清王朝还嫌不够彻底,1664年5月,称“时以迁民窃出鱼盐、恐其仍通海舶”下令再内迁30里。这一下,原来不在界外的顺德、番禺、南海及海阳居民也要内迁。 清官吏往往先定一界的两端,用绳拉直,作为定界,因此很多居民的房子,划界从中通过,便被迫要放弃房子的半间。界上掘深沟,以分内外,稍有跨越深沟,走出界外的,便是死罪。清廷派来的巡海使者来新会勘界,更以潮水涌至的河面定为划界的标准,以致“逼城为界,近廓腴田悉弃界外。”即今之新会环城、礼乐、江门郊区也列入迁徙范围,弄到迁民“扶老携幼,流离载道,行乞街市,露宿街道,往往饿死。”

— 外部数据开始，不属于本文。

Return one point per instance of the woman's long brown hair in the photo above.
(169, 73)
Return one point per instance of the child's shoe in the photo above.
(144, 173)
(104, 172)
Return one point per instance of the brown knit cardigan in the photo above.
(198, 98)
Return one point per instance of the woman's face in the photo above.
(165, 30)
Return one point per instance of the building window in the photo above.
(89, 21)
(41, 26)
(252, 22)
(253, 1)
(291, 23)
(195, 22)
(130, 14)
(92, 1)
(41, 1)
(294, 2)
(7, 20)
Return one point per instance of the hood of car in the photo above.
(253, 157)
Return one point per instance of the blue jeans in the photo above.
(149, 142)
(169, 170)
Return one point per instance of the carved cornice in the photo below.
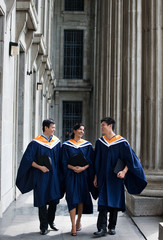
(26, 16)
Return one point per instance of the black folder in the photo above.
(45, 160)
(120, 165)
(78, 160)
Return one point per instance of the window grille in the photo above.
(74, 5)
(72, 114)
(73, 54)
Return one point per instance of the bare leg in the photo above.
(72, 217)
(80, 211)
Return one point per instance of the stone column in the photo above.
(132, 64)
(116, 62)
(153, 95)
(151, 201)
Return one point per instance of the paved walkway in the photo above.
(20, 221)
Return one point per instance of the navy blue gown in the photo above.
(46, 186)
(111, 188)
(77, 185)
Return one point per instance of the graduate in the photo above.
(39, 171)
(109, 150)
(78, 178)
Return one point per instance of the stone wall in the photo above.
(23, 106)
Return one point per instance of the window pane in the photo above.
(74, 5)
(73, 54)
(72, 114)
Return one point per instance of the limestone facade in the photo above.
(129, 82)
(122, 78)
(22, 106)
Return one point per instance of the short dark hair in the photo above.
(109, 121)
(75, 127)
(46, 123)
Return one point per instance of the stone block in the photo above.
(160, 231)
(139, 205)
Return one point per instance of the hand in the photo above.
(121, 174)
(78, 169)
(44, 169)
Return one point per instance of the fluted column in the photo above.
(116, 63)
(153, 95)
(132, 76)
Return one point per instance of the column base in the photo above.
(139, 205)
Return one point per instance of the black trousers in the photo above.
(47, 214)
(102, 219)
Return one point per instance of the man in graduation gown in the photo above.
(108, 150)
(42, 177)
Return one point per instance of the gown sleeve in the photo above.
(135, 180)
(27, 175)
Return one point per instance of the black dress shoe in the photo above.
(111, 231)
(43, 231)
(53, 226)
(100, 233)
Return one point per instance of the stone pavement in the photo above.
(20, 221)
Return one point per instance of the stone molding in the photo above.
(26, 16)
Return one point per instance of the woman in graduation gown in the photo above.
(78, 179)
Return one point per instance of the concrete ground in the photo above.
(20, 221)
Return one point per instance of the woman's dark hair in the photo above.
(76, 126)
(46, 123)
(109, 121)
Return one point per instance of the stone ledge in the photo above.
(139, 205)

这两次迁界,涉及广东28个州县,进入到田庐连片、农工商业发达地区,被迁士民数百万,抛荒田地共531万多亩。 江门水南诗人黄居石,还写有《蓰村行》和《哀江门》记其事。
《蓰村行》 新朝防海不防边,威令雷行刻不延。相传徙村诏昨下,居人犹疑未必然。
已报大人巡海上,力役征徭交鞅掌。
令尹仓皇出郊迎,牛酒猪羊忙馈饷。
犹恐菲薄慢王师,计田派饷日公议。
民力竭矣胥吏饱,岂无老弱死鞭苔?
惊看村前一旗立,迫于王令催徙急。
携妻负子出门行,旷野相对啜其泣。
孰无坟墓孰无居,故土一旦成丘圩。
此身播迁不自保,安望他乡复聚庐。
君不见咸阳三月火,顷刻烟尘起青琐。
不独眼前事可哀,国亡家破奚独我?
吁嗟谁绘郑侠图,流离载道天难呼。
回首昔年烟火地,青青草树暮啼乌。
《哀江门》江门一望堪痛哭,乱后徘徊江之曲。
日中江上不见人,草自青青波自绿。
忆从丙戌盗纵横,槲榭灰烬无颜色。
甲辰移海尽丘圩,古庙独存新市侧。
毁瓦颓墙塌道平,四顾萧条目空极。
数百年来杂沓场,惟有昏鸦啼山北。
这些诗写来一字一血泪。可见当年清廷的“移界令”,给人民群众造成的苦难,是何等惨酷。琼州府下属州县其时虽未令迁界,但也奉朝廷之命在沿海周环立界2700里,严禁士民外出,“鱼盐小径俱禁断不行”,于是各州县“商贾绝迹”。
广东辖境最南端是南海诸岛的曾母暗沙。南海诸岛由珊瑚礁形成的西沙群岛、东沙群岛、中沙群岛、南沙群岛等组成,大小岛屿和礁滩有200多个,其中西沙、东沙属于琼州府万州管辖。自唐宋以来,南海诸岛上凡有淡水的,就有广东渔民在上面生活。这里海洋资源丰富,有海龟、海参、牡蛎、玳瑁、大龙虾、海螺和众多鱼类,渔民们一方面从事捕捞,一方面种植椰子树、香蕉、木瓜等农作物以维持生计。“禁海令”下达后,他们虽然未被强迁,但是沿海周环立界,“商贾绝迹”,连鱼盐小径都不通了,这些世居南海诸岛的渔民们,再也无法以海产品和农产品来交换粮食、布匹、针线和铁钉、农具等生产生活必需品,只得被迫放弃家园内迁。至今,东沙、南沙群岛还保存着他们留下的珊瑚庙宇、房屋、水井、坟茔等。当时,南海诸岛成了渺无人烟之地,满目荒凉。